Méditations sur Johnny

Non mais. Sérieux. Johnny.

Johnny partout, à la télé (enfin, il paraît, j’ai bazardé la mienne il y a longtemps), dans les journaux, à la radio (même sur des ondes qui auparavant ne le diffusaient jamais, j’ai vérifié), et bientôt en tournée post-mortem sur les Champs-Elysées, avec illumination sur la Tour Eiffel de bon aloi (une banque suisse paie, probablement…)

Je crois que les non-fans attendaient la mort de Johnny avec plus d’appréhension que les fans. Parce que les fans, une fois leur Idole trépassée, doivent retirer une certaine satisfaction narcissique à ce qu’on ne parle que d’Elle sur toutes les chaînes H24 et qu’on vienne les interviewer dans la rue.

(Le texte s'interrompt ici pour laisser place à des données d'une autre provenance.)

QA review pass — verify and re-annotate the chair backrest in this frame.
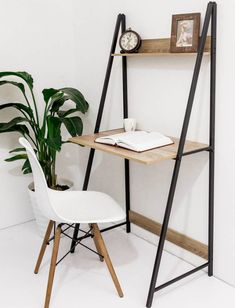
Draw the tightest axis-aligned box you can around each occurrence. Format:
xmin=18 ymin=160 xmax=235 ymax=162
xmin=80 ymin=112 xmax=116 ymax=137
xmin=19 ymin=137 xmax=58 ymax=221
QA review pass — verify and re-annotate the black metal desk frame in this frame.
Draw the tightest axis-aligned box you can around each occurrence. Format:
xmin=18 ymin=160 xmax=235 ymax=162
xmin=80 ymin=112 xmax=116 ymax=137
xmin=71 ymin=2 xmax=217 ymax=307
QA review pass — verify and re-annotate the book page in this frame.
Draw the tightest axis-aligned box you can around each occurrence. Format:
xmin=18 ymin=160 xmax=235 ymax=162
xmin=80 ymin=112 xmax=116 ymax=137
xmin=117 ymin=131 xmax=173 ymax=152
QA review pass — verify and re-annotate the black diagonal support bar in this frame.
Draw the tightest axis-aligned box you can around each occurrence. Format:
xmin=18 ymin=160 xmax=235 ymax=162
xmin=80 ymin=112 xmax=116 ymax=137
xmin=146 ymin=2 xmax=216 ymax=307
xmin=122 ymin=14 xmax=131 ymax=233
xmin=208 ymin=3 xmax=217 ymax=276
xmin=71 ymin=14 xmax=126 ymax=253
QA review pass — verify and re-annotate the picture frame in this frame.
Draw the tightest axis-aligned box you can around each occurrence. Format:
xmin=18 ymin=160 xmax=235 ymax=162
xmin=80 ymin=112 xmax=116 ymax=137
xmin=170 ymin=13 xmax=201 ymax=52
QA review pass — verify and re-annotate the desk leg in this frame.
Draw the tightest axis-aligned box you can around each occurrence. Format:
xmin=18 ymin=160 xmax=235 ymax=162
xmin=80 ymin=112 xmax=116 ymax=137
xmin=146 ymin=159 xmax=181 ymax=308
xmin=125 ymin=159 xmax=131 ymax=233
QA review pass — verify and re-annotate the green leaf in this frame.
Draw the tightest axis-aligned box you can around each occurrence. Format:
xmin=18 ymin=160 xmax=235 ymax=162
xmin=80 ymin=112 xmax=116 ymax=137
xmin=50 ymin=92 xmax=64 ymax=112
xmin=61 ymin=117 xmax=83 ymax=137
xmin=57 ymin=108 xmax=78 ymax=118
xmin=0 ymin=117 xmax=29 ymax=133
xmin=0 ymin=123 xmax=29 ymax=137
xmin=60 ymin=88 xmax=89 ymax=113
xmin=0 ymin=103 xmax=33 ymax=118
xmin=5 ymin=154 xmax=27 ymax=162
xmin=0 ymin=80 xmax=25 ymax=94
xmin=42 ymin=88 xmax=58 ymax=104
xmin=9 ymin=148 xmax=26 ymax=153
xmin=21 ymin=158 xmax=32 ymax=174
xmin=46 ymin=116 xmax=62 ymax=151
xmin=0 ymin=72 xmax=33 ymax=90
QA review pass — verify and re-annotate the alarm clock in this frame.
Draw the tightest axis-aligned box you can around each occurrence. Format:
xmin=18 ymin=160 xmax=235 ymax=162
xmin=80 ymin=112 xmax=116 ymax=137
xmin=119 ymin=28 xmax=141 ymax=53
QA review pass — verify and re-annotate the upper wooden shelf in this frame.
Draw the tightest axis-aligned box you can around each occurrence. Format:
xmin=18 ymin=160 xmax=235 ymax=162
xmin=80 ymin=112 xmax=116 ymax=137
xmin=69 ymin=129 xmax=208 ymax=165
xmin=112 ymin=36 xmax=211 ymax=57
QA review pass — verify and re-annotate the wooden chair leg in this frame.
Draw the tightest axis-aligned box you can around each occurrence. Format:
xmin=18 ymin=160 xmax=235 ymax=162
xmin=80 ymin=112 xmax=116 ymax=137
xmin=44 ymin=225 xmax=61 ymax=308
xmin=92 ymin=224 xmax=123 ymax=297
xmin=90 ymin=224 xmax=104 ymax=262
xmin=34 ymin=220 xmax=54 ymax=274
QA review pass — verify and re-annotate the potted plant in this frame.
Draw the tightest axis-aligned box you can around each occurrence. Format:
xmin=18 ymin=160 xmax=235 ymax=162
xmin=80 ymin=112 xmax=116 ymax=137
xmin=0 ymin=72 xmax=89 ymax=235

Moi aussi, si Dylan canne un jour (mais il est immortel, que dis-je, hors du temps, son décès physique ne consisterait qu’en une dérisoire altération matérielle de son existence incommensurable),  j’aimerais bien que des hordes de journalistes viennent me demander de témoigner de l’ampleur de mon indéfectible dévotion et de mon insondable chagrin, mais bon, ça n’arrivera jamais.

Les non-fans redoutaient l’étalage continu d’éloges funèbres ridicules et les rediffusions en boucle de chansons un peu pourries. Et l’hystérie dépassa nos craintes.

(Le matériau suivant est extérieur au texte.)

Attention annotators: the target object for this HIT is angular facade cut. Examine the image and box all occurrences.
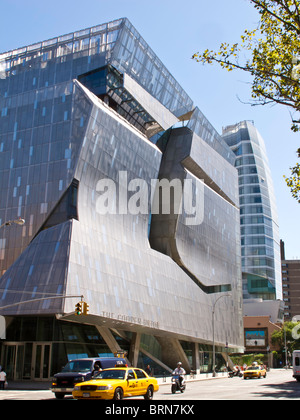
[223,121,282,300]
[0,19,243,379]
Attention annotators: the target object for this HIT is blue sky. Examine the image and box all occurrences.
[0,0,300,259]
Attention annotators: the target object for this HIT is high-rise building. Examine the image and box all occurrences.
[0,19,243,379]
[280,241,300,321]
[222,121,282,302]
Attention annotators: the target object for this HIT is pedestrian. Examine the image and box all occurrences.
[0,368,6,390]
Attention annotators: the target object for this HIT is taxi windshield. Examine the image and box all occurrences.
[94,369,126,379]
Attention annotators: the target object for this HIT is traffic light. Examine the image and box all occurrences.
[82,302,90,315]
[75,302,83,315]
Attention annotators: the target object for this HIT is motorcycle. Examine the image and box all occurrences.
[171,375,186,394]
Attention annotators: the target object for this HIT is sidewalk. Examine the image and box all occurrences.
[7,372,228,391]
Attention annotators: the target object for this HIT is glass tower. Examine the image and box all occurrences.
[223,121,282,300]
[0,18,244,378]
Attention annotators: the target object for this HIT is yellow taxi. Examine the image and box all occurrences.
[72,367,159,400]
[244,364,267,379]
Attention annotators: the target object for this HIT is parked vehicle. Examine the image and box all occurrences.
[244,364,267,379]
[51,357,127,399]
[171,375,186,394]
[293,350,300,382]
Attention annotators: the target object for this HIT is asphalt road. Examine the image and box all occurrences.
[0,369,300,404]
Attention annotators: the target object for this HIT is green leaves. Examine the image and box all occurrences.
[192,0,300,203]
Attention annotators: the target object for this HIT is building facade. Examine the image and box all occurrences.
[222,121,282,302]
[0,19,244,380]
[281,241,300,321]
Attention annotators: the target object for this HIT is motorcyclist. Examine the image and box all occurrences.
[173,362,186,387]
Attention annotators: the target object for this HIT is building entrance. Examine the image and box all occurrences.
[2,343,52,381]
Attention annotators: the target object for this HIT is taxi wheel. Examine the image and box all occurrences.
[114,388,123,400]
[144,386,154,400]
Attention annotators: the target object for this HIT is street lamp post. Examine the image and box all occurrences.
[0,217,25,229]
[212,294,231,378]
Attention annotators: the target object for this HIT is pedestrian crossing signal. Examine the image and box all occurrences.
[75,302,82,315]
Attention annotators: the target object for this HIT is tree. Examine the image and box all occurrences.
[192,0,300,202]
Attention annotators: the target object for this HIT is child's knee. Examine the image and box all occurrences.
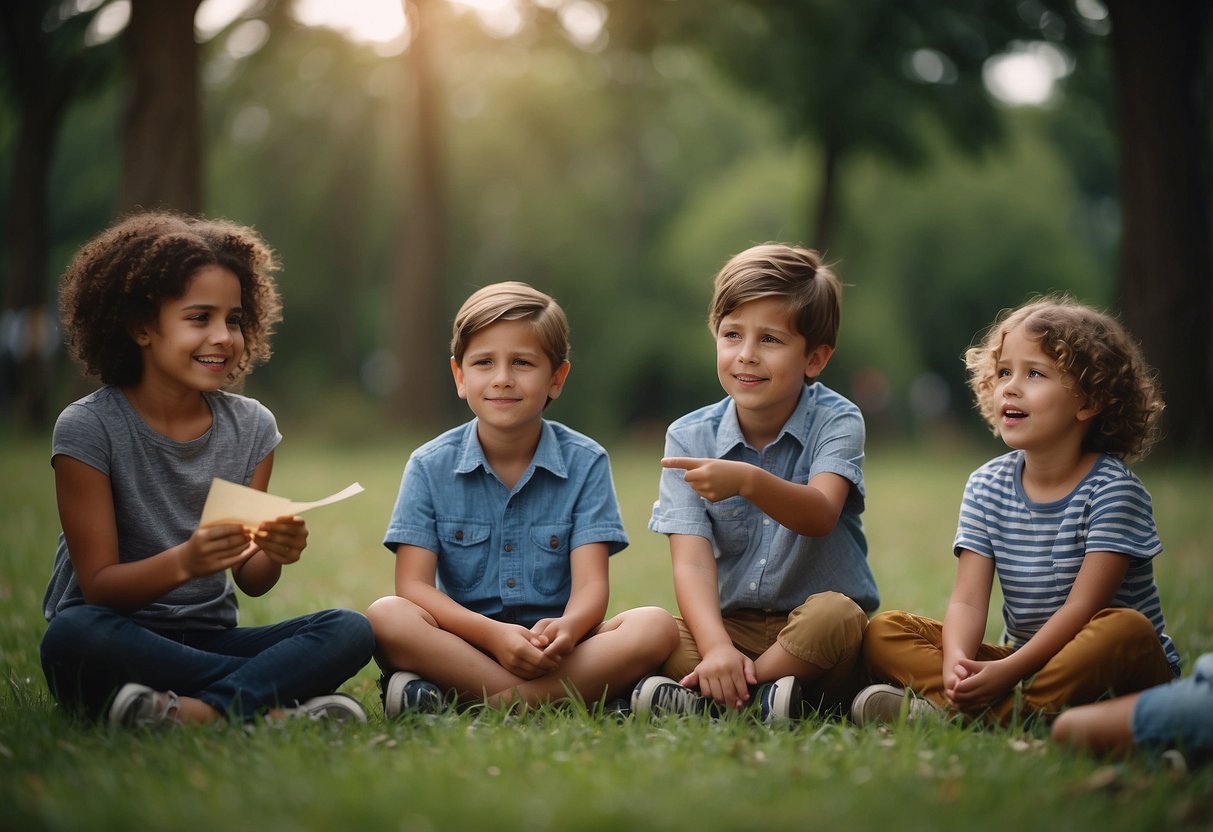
[779,592,869,667]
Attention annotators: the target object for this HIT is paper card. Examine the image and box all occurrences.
[198,479,363,529]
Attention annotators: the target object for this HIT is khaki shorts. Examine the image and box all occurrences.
[662,592,867,710]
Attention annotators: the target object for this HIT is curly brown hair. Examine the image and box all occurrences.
[964,295,1166,462]
[59,211,283,387]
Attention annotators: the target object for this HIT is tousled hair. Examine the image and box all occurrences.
[451,280,569,371]
[964,295,1166,462]
[707,243,842,354]
[59,211,283,387]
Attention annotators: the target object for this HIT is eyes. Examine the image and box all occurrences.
[472,358,536,367]
[186,312,244,327]
[995,367,1046,378]
[721,330,784,344]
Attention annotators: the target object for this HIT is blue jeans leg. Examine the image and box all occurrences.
[1132,653,1213,757]
[184,610,375,718]
[41,605,375,719]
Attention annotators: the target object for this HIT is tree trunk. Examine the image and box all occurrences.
[119,0,203,213]
[394,0,450,428]
[805,137,842,256]
[1107,0,1213,455]
[0,90,68,427]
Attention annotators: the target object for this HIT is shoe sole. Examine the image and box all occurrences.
[383,671,421,719]
[850,684,909,725]
[764,677,801,724]
[107,682,149,728]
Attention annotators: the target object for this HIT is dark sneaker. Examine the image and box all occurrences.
[285,694,366,722]
[632,676,718,717]
[753,676,801,725]
[380,671,443,719]
[109,682,181,728]
[850,685,943,725]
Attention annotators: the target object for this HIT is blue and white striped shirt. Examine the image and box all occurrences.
[952,451,1180,676]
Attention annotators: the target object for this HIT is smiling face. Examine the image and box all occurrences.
[451,320,569,434]
[992,325,1097,451]
[132,266,244,392]
[716,297,831,439]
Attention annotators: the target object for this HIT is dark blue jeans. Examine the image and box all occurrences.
[41,604,375,720]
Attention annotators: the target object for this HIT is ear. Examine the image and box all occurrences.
[1075,405,1104,422]
[547,359,573,399]
[451,355,467,401]
[804,344,833,381]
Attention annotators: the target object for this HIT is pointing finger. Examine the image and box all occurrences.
[661,456,711,471]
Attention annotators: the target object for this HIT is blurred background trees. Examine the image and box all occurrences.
[0,0,1213,455]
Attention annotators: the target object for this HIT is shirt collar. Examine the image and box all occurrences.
[455,418,569,484]
[716,382,816,458]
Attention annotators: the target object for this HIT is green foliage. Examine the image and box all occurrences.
[0,0,1135,448]
[0,436,1213,832]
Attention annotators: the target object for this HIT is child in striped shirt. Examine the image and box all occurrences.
[852,296,1179,724]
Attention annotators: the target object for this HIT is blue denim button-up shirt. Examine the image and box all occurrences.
[383,420,627,627]
[649,382,881,612]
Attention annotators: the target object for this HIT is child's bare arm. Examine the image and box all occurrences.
[661,456,852,537]
[955,552,1129,710]
[943,549,993,699]
[531,543,610,657]
[670,535,757,707]
[55,454,249,610]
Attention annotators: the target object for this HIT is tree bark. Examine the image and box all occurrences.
[1107,0,1213,455]
[394,0,450,428]
[118,0,203,213]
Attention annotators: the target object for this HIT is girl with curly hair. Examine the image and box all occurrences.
[41,213,374,726]
[852,296,1179,723]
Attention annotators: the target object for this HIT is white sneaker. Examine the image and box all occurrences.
[285,694,366,723]
[108,682,181,728]
[632,676,717,717]
[850,685,943,725]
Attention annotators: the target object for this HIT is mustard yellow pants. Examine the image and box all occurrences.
[864,609,1174,723]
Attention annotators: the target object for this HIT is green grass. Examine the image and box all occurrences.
[0,433,1213,832]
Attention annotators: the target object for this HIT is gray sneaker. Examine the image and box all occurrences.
[380,671,443,719]
[753,676,802,725]
[108,682,181,728]
[285,694,366,723]
[632,676,719,717]
[850,685,943,725]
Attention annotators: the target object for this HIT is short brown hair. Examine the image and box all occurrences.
[59,212,283,386]
[964,295,1166,462]
[707,243,842,353]
[451,280,569,370]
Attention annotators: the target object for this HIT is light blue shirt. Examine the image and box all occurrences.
[383,420,627,627]
[649,382,881,612]
[952,450,1180,674]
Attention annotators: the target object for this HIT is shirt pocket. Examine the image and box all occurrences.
[530,523,573,597]
[707,497,757,560]
[438,520,492,592]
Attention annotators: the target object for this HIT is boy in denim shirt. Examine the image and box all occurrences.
[632,244,879,722]
[368,283,678,717]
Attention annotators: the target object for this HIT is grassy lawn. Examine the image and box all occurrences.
[0,432,1213,832]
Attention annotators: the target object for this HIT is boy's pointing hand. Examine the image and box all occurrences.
[661,456,754,502]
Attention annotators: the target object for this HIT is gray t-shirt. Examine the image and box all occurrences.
[42,387,281,629]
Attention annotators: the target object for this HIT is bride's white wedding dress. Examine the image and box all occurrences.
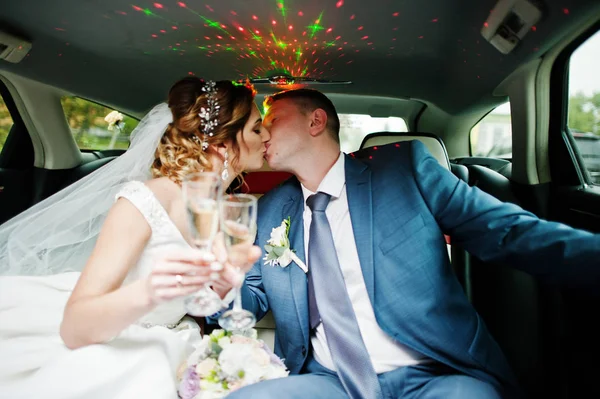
[0,182,201,399]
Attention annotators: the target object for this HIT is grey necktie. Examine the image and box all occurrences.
[306,192,381,399]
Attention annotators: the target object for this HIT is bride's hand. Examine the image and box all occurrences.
[145,249,220,304]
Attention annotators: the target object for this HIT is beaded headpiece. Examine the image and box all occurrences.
[198,80,221,151]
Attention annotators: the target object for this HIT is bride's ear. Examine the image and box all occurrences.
[212,143,229,160]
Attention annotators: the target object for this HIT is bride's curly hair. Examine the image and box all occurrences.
[151,77,256,184]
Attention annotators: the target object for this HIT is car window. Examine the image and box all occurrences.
[61,96,139,150]
[567,32,600,184]
[339,114,408,153]
[469,102,512,158]
[0,96,13,151]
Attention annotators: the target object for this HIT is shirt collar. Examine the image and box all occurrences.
[300,152,346,204]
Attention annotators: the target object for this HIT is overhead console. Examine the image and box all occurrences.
[481,0,542,54]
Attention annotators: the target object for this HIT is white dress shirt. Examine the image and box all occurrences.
[302,153,426,374]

Hommage national ! Président, ex-Présidents, députés et autres qui pleurnichent dans les studios, à l’Assemblée, sur les réseaux sociaux au nom de « la France » et de « chacun de nous » ! Injonction à se lamenter tout en célébrant le « héros » Johnny (c’est Macron qui l’a dit), récupération de cadavre pour cogner sur l’opposition politique (Mélenchon n’est pas gentil), déni collectif devant la « qualité » de l’œuvre. Qui ne pleure pas Johnny n’est pas Français. Si Johnny est « populaire » (apparemment pas suffisamment, puisqu’on intime l’ordre à ceux qui ne rentrent pas dans le rang de faire au moins semblant de se recueillir), c’est donc que c’est génial. Ou qu’il y a des voix et du temps de cerveau disponible à marchander.

Prenons un exemple un peu casse-gueule. Comme des millions de gens, je suis fan de Star Wars (enfin, la Trilogie Originale, non remasterisée et tout, j’ai un minimum de goût), ça n’en fait pas pour autant un chef d’œuvre du cinéma (quoique, pour L’Empire Contre Attaque, ça se discute, en forçant un peu). Au fond, « cinématographiquement » parlant, Star Wars, si l’on excepte l’impact culturel, c’est pas terrible. (Ou alors, on range directement 50 Nuances de machin aux côtés des sommets de la littérature.)

Eh ben, Johnny Hallyday, musicalement, c’est encore pire. Car Johnny Hallyday n’a exercé aucune influence sur la musique rock internationale. Car il n’a rien inventé. Car ce n’est même pas du rock. Car il se prétend affilié au blues alors qu’il ne sait visiblement pas ce que c’est. Car sa musique n’aura rien apporté de CULTUREL, d’esthétique, de bizarrement beau contrairement à un Brel, pour rester dans l’espace francophone. Quand Aurore Bergé, députée macroniste de triste réputation, compare Johnny à Victor Hugo, elle fait honte à l’intelligence collective. Quelle est la contribution de l’Idole à l’histoire philosophique, artistique et politique de notre pays ? Pourquoi des député-e-s s’autorisent-ils une standing-ovation religieuse au cœur même de l’Assemblée ? Pourquoi inventer que monsieur Johnny a lancé la carrière de Jimi Hendrix (la vache, ce degré de chauvinisme merdeux) ?

L’Histoire se souviendra de Hendrix, pas de Hallyday. De celui-ci, on retiendra la glauque comédie qui a entouré son cercueil. L’ « œuvre » sera oubliée, l’ « artiste » qui n’en demandait pas tant gentiment raillé.

Et le jour de l’hommage national (ils ne veulent pas endeuiller la Terre entière, pendant qu’ils y sont ?), je poserai un bon Johnny sur la platine, un Johnny qui connaît le blues, lui.